Although I wish I had a very narrow felt wheel to polish things up, I am VERY pleased with the result. I can finally snap open the knife without fear that it will fly away from me from the force needed to overcome the blade stop. Thanks again for the tips, Jim.

Now as long as the Dremel is out, where did I leave that Opinel anyway?

Brian: glad it worked out; I emailed that little graphic to Spark for online access, I'll get it and the instructions available here for others. This is a good thread, let's collect as much data as possible.

Cougar: Sorry man, can't find that Opinel hack thread *anywhere* and if you've got a way to make a BIG Opinel even slightly tactical I REALLY wanna know. Can you find it and post the direct URL here?


Jim March
Don't forget to wear eye protection. Those cut off wheels will shatter and could damage your eye. If grinding G10 or other handle material, you need to at least wear one of those 3M paper masks.

The thumb ramp on the CRKT apache is pretty big, and before I removed the one one mine, I played with the idea of putting a wave on it. It could work, but I hated the ramp so much that I just whacked it.

I have made a couple of knives before, but that was back in highschool when I had access to a forge, grinders, and all of that other neat stuff. My first one was made out of an old file, and ended up looking like a fantasy fighting filet knife. My second one did not survive heat treating, and my third was a bait knife made from scrap 440 for my dad. If I had access to a shop, I would be in heaven.

Note: If memory serves, the Apache's ATS34 cut like butter for me, but the Ascent was a bit more difficult. My guess it has something to do with the heat treatment.

More tricks I just remembered....

If you are working on the actual edge of the knife, or any other part where its strength is a concern, do not over heat it. I usually have a cup of water nearby so I can keep the part cool. My general rule is if it gets hot to the touch, dunk it.

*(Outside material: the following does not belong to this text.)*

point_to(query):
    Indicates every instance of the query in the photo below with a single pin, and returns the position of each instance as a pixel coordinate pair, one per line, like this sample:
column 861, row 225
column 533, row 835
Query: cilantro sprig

Before I cut up the blade, I usually have spent some time with a magic marker drawing new profiles on the blade. The final draft I leave on so I have a pattern to go by when cutting/grinding. I guess this could be expanded to grinding handles, etc..

I will add more later...

Jim- I don't know if you are familiar w/the Roseville area, but we have a fairly large flea market/auction on the weekends. (Denio's) People literally come from as far away as Oregon and Nevada just to shop on the weekends.
Anyways, there is one stand out there with "knock-off" (NOT made by Dremel) parts for mini-rotary tools like the Dremel, and he has diamond impregnated steel disc's almost the size of a quarter (one inch diamater???). I believe they are in the realm of 10 for $12-$15. I'm going out there this weekend, weather permitting, and will gladly drop a couple in the post for ya gratis.
Hmmm, Dremel meets EZLap- ohboy, ohboy, ohboy- can you say fun?

P.S. SWMBO (She Who Must Be Obeyed- thanks for that one,
James Mattis
) doesn't mind if I use my "toys" inside if it's on a project on the "honey-do" list. Go figure???
P.P.S. Does anyone have the "Snake" attachment yet? It's wonderful!


"The secret to winning any engagement is proper training and superior firepower."

[This message has been edited by Christian (edited 31 January 1999).]